First thing is Hoel 2021 use serum and Germain 2018 use plasma. The metabolomes of serum and plasma differ in a few ways, most relevant here is serum have higher levels of amino acids than plasma. It's not totally clear why this is but it's discussed in this paper and they suggest it could the result of proteolysis in serum or from activated platelets (EDTA/Citrate in plasma prevents this from happening). So it possibly follows that the amino acids between these two papers disagree greatly, despite some large fold changes reported.
Second thing is that in Hoel 2021 the majority of patients and controls are non-fasting. I couldn't see them report in Germain 2018 whether they were fasting or not. I would expect big differences between fasting and non-fasting states. Naviaux's paper and Lipkin/Fiehn's paper for example both have patients in the fasting state so I would not be suprised if there's disagreement between these sets of papers.
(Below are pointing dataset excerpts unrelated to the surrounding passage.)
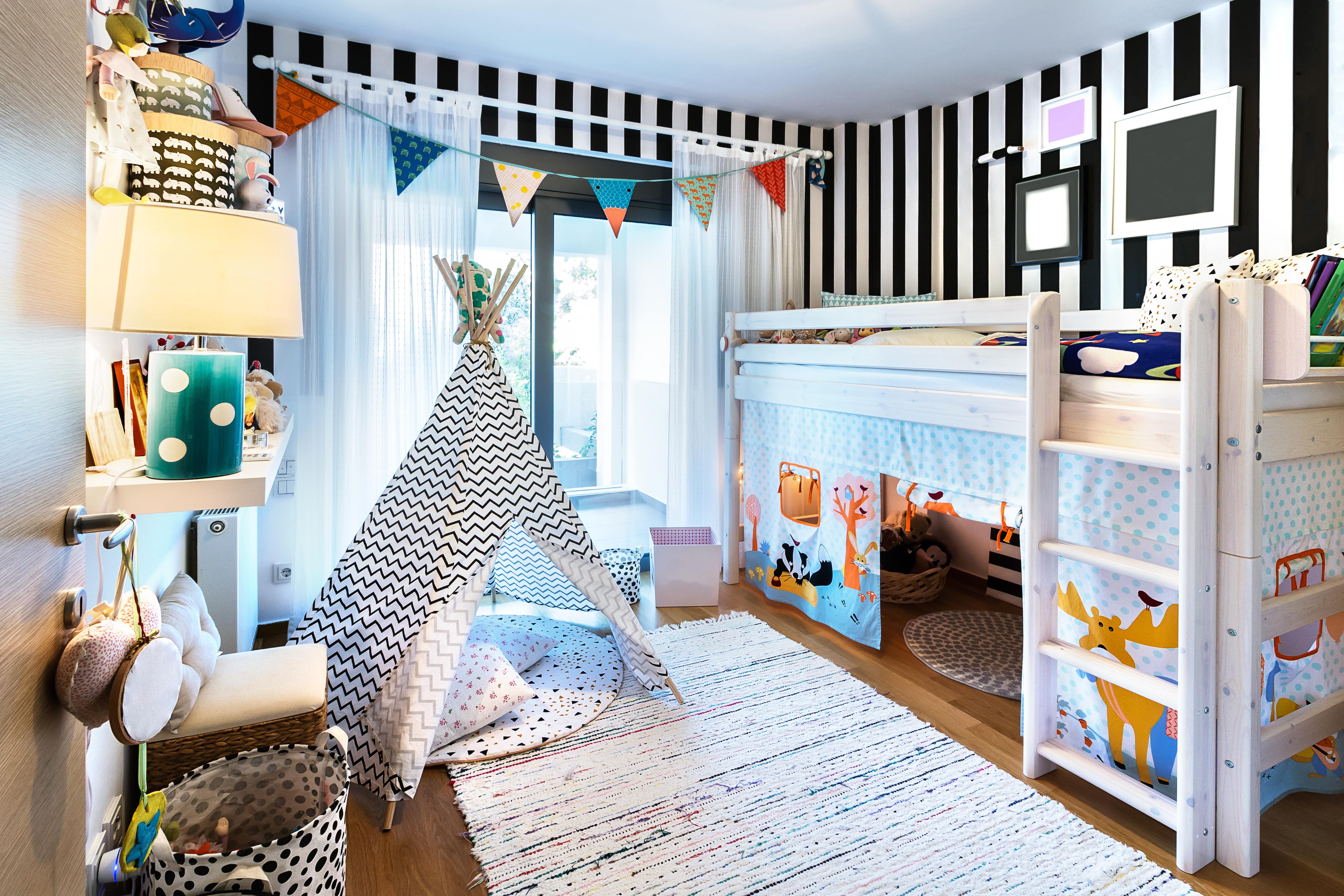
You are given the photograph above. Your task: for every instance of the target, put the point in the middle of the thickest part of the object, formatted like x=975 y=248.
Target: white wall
x=648 y=289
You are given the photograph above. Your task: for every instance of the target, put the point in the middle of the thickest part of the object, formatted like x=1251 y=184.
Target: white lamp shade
x=178 y=269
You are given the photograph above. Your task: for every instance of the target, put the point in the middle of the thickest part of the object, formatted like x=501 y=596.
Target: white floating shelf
x=251 y=487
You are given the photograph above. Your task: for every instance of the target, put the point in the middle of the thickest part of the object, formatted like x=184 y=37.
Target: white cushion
x=257 y=686
x=1170 y=285
x=1293 y=269
x=187 y=624
x=484 y=688
x=521 y=647
x=923 y=336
Also, are all of these metabolites here reported as significant in both of these papers? If there are metabolites that aren't significant included then you might expect them to be governed by sampling bias/noise and I would not expect these to correlate well between studies necessarily.
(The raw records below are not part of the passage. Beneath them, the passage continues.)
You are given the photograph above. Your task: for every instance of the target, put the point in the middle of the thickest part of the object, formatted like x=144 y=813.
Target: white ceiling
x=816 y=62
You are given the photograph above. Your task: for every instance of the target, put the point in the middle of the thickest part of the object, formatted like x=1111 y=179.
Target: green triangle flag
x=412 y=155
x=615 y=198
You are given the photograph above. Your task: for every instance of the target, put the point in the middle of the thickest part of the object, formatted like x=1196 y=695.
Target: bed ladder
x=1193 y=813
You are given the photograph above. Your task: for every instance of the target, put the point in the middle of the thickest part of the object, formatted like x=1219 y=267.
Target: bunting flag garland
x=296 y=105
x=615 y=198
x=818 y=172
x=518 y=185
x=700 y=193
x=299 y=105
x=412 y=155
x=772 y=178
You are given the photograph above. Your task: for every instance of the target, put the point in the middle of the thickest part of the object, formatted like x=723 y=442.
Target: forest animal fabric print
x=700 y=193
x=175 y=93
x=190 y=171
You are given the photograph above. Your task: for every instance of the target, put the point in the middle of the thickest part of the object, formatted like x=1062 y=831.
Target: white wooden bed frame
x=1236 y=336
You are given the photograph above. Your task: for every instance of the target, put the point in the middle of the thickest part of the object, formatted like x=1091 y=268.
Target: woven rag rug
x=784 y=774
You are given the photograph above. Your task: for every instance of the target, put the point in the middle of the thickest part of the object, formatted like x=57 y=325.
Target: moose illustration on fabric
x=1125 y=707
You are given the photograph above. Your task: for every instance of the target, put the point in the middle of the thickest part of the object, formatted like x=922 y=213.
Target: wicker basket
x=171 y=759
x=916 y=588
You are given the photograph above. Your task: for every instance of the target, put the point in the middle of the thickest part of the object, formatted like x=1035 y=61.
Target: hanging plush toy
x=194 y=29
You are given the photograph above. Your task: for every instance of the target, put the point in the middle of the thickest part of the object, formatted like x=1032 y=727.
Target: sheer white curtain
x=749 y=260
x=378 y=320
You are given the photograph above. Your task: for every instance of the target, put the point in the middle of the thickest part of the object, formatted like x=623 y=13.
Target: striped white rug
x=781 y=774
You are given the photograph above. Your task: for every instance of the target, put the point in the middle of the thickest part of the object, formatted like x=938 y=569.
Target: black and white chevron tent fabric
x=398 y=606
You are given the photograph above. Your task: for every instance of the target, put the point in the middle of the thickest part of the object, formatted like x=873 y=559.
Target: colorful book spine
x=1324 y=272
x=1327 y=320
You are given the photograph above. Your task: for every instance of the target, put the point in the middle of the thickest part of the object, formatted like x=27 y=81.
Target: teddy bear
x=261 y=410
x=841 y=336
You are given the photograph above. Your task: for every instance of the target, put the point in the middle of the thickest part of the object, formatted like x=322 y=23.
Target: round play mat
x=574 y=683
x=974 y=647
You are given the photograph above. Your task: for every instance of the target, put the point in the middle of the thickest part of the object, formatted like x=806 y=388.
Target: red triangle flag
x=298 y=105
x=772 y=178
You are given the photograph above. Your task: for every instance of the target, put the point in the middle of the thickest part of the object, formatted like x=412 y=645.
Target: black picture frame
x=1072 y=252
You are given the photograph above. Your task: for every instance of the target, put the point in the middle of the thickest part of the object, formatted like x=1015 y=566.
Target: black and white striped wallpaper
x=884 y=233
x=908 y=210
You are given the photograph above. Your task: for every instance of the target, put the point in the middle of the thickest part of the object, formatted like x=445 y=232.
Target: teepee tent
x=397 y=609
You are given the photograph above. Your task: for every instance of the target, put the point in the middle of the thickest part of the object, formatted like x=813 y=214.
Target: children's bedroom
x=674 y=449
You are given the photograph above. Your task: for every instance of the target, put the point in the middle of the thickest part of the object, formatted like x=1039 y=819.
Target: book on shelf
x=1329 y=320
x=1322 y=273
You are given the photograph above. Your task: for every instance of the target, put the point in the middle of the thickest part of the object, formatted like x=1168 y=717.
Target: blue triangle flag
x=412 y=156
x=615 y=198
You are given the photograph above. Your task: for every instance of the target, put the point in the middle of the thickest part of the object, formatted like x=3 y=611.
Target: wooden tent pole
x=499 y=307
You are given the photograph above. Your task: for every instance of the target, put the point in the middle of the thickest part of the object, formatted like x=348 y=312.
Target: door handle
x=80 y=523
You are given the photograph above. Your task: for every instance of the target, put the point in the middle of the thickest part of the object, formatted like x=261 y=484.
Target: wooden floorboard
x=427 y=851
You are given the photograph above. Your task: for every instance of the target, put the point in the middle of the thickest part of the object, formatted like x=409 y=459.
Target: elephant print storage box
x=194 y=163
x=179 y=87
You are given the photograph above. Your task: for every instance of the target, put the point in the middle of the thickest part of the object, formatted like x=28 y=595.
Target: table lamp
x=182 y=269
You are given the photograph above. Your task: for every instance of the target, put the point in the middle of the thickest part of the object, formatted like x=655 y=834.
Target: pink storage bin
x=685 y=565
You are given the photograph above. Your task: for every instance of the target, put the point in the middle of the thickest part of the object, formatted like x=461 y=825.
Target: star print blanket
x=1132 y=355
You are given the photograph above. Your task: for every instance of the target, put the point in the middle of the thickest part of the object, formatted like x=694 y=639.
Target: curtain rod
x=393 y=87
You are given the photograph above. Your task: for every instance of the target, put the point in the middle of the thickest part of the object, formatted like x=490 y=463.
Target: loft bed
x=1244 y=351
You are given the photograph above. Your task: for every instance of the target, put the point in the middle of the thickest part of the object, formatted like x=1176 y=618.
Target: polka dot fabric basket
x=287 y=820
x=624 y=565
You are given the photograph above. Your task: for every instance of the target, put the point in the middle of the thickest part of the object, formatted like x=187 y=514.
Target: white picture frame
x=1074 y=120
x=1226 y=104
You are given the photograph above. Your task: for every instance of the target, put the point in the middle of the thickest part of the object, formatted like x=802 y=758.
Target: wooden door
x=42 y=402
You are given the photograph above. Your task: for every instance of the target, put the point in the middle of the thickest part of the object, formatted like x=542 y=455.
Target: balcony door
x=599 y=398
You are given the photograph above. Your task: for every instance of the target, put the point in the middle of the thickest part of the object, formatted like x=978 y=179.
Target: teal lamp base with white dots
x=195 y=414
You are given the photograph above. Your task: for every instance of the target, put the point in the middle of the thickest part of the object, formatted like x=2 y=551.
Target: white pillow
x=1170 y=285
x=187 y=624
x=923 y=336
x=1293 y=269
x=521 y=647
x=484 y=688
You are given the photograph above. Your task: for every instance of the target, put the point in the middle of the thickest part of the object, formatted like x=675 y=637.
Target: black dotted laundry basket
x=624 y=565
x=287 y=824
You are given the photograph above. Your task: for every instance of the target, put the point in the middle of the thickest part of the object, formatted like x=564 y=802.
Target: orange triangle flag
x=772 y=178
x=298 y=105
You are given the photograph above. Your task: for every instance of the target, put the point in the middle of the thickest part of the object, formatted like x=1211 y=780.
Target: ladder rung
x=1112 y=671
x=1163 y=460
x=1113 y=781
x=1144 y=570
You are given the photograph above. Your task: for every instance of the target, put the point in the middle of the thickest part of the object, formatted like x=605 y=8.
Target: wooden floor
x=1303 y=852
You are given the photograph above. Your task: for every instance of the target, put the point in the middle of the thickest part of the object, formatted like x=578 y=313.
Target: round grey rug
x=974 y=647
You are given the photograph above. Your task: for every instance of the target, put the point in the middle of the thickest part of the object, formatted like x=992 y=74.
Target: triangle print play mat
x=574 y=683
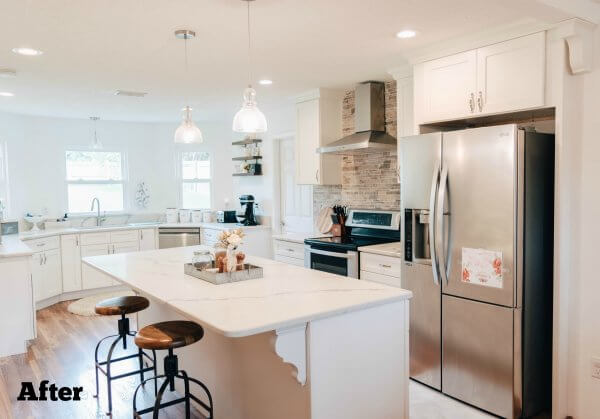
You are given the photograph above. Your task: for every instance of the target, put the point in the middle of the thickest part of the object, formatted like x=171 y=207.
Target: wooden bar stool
x=121 y=306
x=168 y=336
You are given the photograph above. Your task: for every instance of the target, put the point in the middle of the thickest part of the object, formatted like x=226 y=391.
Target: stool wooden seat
x=169 y=335
x=122 y=305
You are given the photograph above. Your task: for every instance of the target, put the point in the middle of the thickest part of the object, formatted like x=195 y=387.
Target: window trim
x=124 y=181
x=180 y=181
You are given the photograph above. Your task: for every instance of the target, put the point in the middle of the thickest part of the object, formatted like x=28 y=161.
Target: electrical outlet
x=596 y=368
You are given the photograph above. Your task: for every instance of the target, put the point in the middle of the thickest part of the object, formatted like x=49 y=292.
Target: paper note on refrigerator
x=482 y=267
Yeah the different names of metabolites are a nightmare. I used a "fuzzy matching" program and then manually double checked to make sure it wasn't mixing up things. Some studies provide CHEMID and other meta-labels for the compounds. But there's more than one standard for labels and not every standard includes every metabollite! I'm not able to be sure i've found every match.
I see you also use R for data analysis! Possibly there's a package in R for matching metabolites. I haven't seen it but I wouldn't be surprised.
There seem to be a few R users here. I saw a few ggplots in the thread on EEfRT. Perhaps we could set up a github for sharing code to run analyses.
Good idea, all for sharing code! Have you tried the package MetaboAnalyst? Might be able to do what you're looking for. It can handle KEGG/CHEMID/ compound names and surely has a function to switch between them.
It makes me happy to see your choice of theme for your ggplots @Murph, and your use of labs and captions![]()
I don't remember naming conventions in these studies, but are they the same so you could compare all the compounds they tested for without having to do some changes? I had to do a workaround with metabolic workbench to standardise metabolite names a few years ago when I wanted to compare findings from metabolomic diet pattern studies.
I wish more studies would provide their data so we could do these types of things ourselves..
I Agree! I am a theme_minimal() appreciator.
Not sure how often this would be possible with the available data, but sub-grouping by sex may be helpful.
I think this is a good idea. In multiple metabolomics papers there seem to be big differences between the sexes. In Hanson lab's longitudinal 2 day CPET study the glutamate phenotype they report is almost exclusively a female one.